Makalah tentang: HERMENEUTIKA DOUBLE MOVEMENT FAZLUR RAHMAN DAN HUDUD MUHAMMAD ARKOUN
Kepada
seluruh pembaca yang budiman, mohon maaf apabila dalam artikel ini
terdapat kesalahan, juga diharapkan kepada para pembaca sekalian harap
teliti terlebih dahulu sebelum menjadikan artikel ini sebagai referensi
sehingga meminimalisir kesalahan di lain hari.
Jika ada kritik dan saran silahkan sampaikan dengan baik pada kolom komentar di bagian bawah artikel ini.

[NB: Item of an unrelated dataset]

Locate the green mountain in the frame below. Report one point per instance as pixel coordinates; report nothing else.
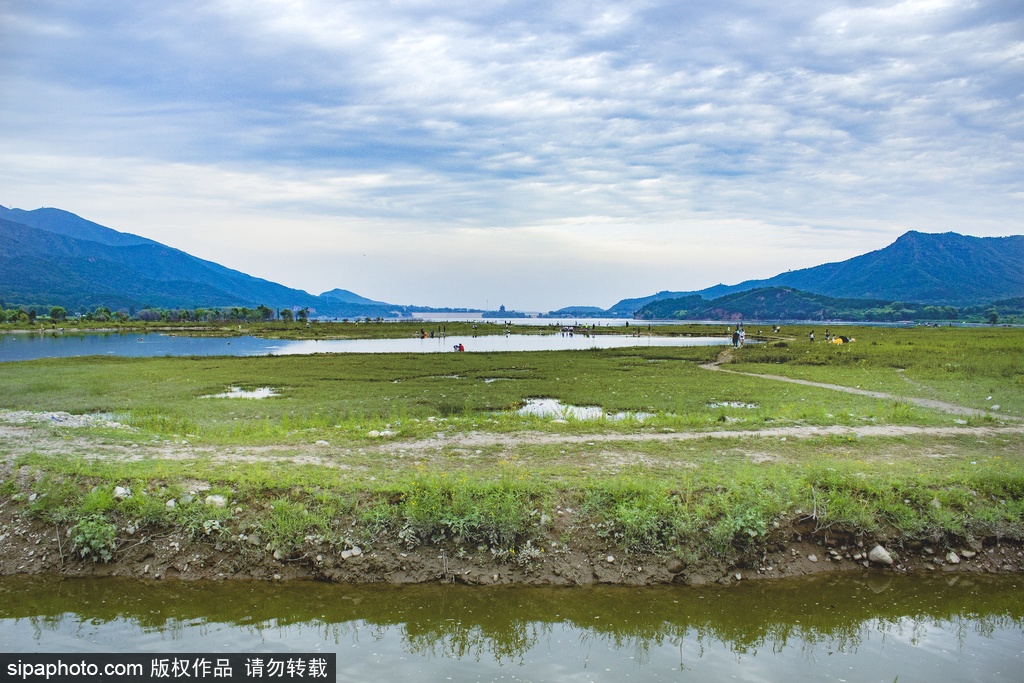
(934, 269)
(783, 303)
(345, 296)
(53, 257)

Saya ucapkan terimakasih atas kunjungannya.
Terakhir saya ingin mengutip kata dari Syaidina Ali bin Abi Thalib yang artinya "Lihatlah apa yang dikatakan dan jangan pernah melihat siapa yang mengatakan"
Wassalam.
Dan untuk mendapat file makalah ini dalam bentuk .doc silakan download di bawah ini:
BAB
I
PENDAHULUAN
A.
Latar
Belakang
Tafsir Al-Qur’an, merupakan suatu wilayah
intelektual yang semakin mendesak dalam proses pemecahan masalah umat. Sejak
munculnya gerakan reformisme islam yang melintang diabad modern (abad 19) yang
dikomandani oleh Sayyid Ahmad Khan (w 1898), Muhammad Abduh (1905), Abul Kalam Azad (w 1959) dan lain-lain telah
menyemarakkan “euphoria” gerakan pemikir islam modern yang mendesak pemikiran
islam ortodoks yang terbukti “mandul” dan hanya memberikan kejumudan dan stagnanasi pemikiran islam.
Gerakan semacam ini dimaksudkan untuk memberi angin segar guna menciptakan
ruang baru yang lebih dinamis dan progresif.

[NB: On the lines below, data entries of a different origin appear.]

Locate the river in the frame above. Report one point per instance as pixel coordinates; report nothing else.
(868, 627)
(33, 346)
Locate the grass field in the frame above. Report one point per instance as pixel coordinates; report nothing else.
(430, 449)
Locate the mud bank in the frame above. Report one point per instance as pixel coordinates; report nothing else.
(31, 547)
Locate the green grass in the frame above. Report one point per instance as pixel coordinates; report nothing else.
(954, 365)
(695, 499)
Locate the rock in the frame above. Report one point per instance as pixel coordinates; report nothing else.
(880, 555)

Dalam makalah ini, kami akan mengemukan 2 dari
sekian tokoh pemikir Islam yang terasuk kedalam gerakan pembaharuan atau lebih
dikenal dengan pemikir Islam kontemporer. Tokoh yang dimaksud adalah Fazlur
Rahman dan Muhammad Arkoun.
B.
Rumusan
masalah
1. Bagaimana
biografi dari Fazlur Rahman ?
2. Bagaimana
teori double movement Fazlur Rahman ?
3. Bagaimana
biografi Muhammad Arkoun ?
4. Bagaimana
teori hermeneutika Muhammad Arkoun ?
C.
Tujuan
penulisan
1. Untuk
menjelaskan mengenai biografi dari Fazlur Rahman.
2. Untuk
menjelaskan mengenai teori double movement Fazlur Rahman.
3. Untuk
menjelaskan mengenai biografi Muhammad Arkoun.
4. Untuk
menjelaskan mengenai teori hermeneutika Muhammad Arkoun.
BAB
II
PEMBAHASAN
A. Biografi Fazlur Rahman
Fazlur
Rahman lahir di Hazara Pakistan 21 September 1919. Ia lahir di tengah suasana
perseteruan tiga kubu, kaum modernis, tradisionalis, dan fundamentalis. Kaum
modernis merumuskan Negara Islam dalam bingkai ideologi modern. Kaum
tradisionalis menawarkan konsep Negara Islam tradisional; khilafah dan imamah.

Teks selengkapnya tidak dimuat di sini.